Peter Dinklage as Henry Warner

He seems like the model citizen.  Polite, conscientious.  He works hard, scavanging dead cities on the border of the Great Waste, and he never says a bad word about the Republic.  In secret, though, he's building a very, very elaborate safe-house.  120 miles away from Paradise, he's uncovered a long-abandoned salt mine, more than 600 feet below the surface.  It's huge, it's cool in the summer and warm in the winter, and best of all, he's the only person that knows about it.

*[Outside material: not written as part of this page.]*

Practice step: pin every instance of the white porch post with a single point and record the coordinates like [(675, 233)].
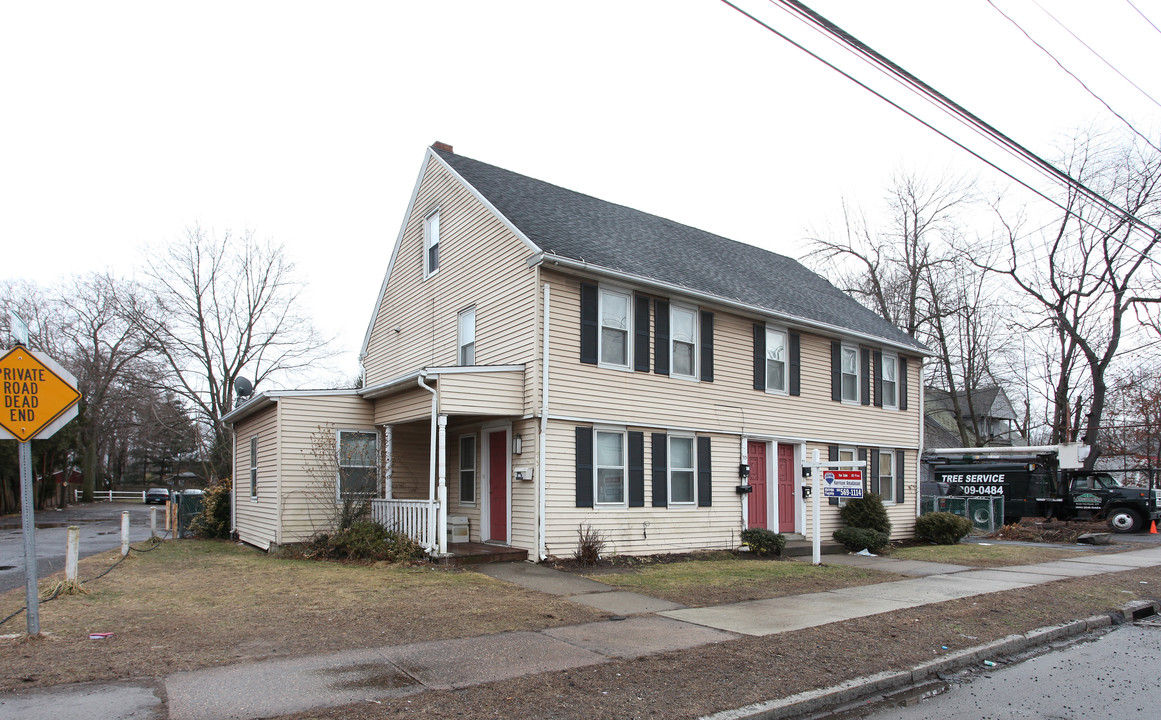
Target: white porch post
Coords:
[(441, 511), (388, 437)]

Henry has a feeling that things are going south.  He's reading all kinds of crazy things on ODIN, about how the Republic plans to start taking genetic samples of every citizen, set up breeding programs, even relocate citizens to the Great Waste.  He doesn't know what to believe, but he knows something is happening, and he doesn't want to be in Paradise when it does.  The only problem is, he doesn't want to go alone - but who to trust?

Mary McDonnell as Clarissa Neill

In her lifetime, she's lived in the United States of America, the United States of North America, the Great Plains Empire, and now the Central Plains Republic.  As a child, she wanted to be an artist - a great painter, whose work would inspire others, who would somehow make the world a greater place.  Clarissa still thinks she can do that, only now she does so as Chief of the Republic. She's determined that the splintering of the once great nation will finally stop, that stability will reassert itself, and that people can stop working just to survive and instead work to rebuild their world. 

Gone are the worst of the Enforcers, rewritten are the laws, and compassionate has the government been made.  That's why the persistent messages of hate and insurrection spreading on ODIN are so troubling.  Clarissa wants to find out who's behind it, especially since the lies seem to be spreading, and spreading fast; she doesn't want to bring back the fears of a decade ago, but something has to be done.

Because there are bad things outside the Republic's borders, and they all want to come in.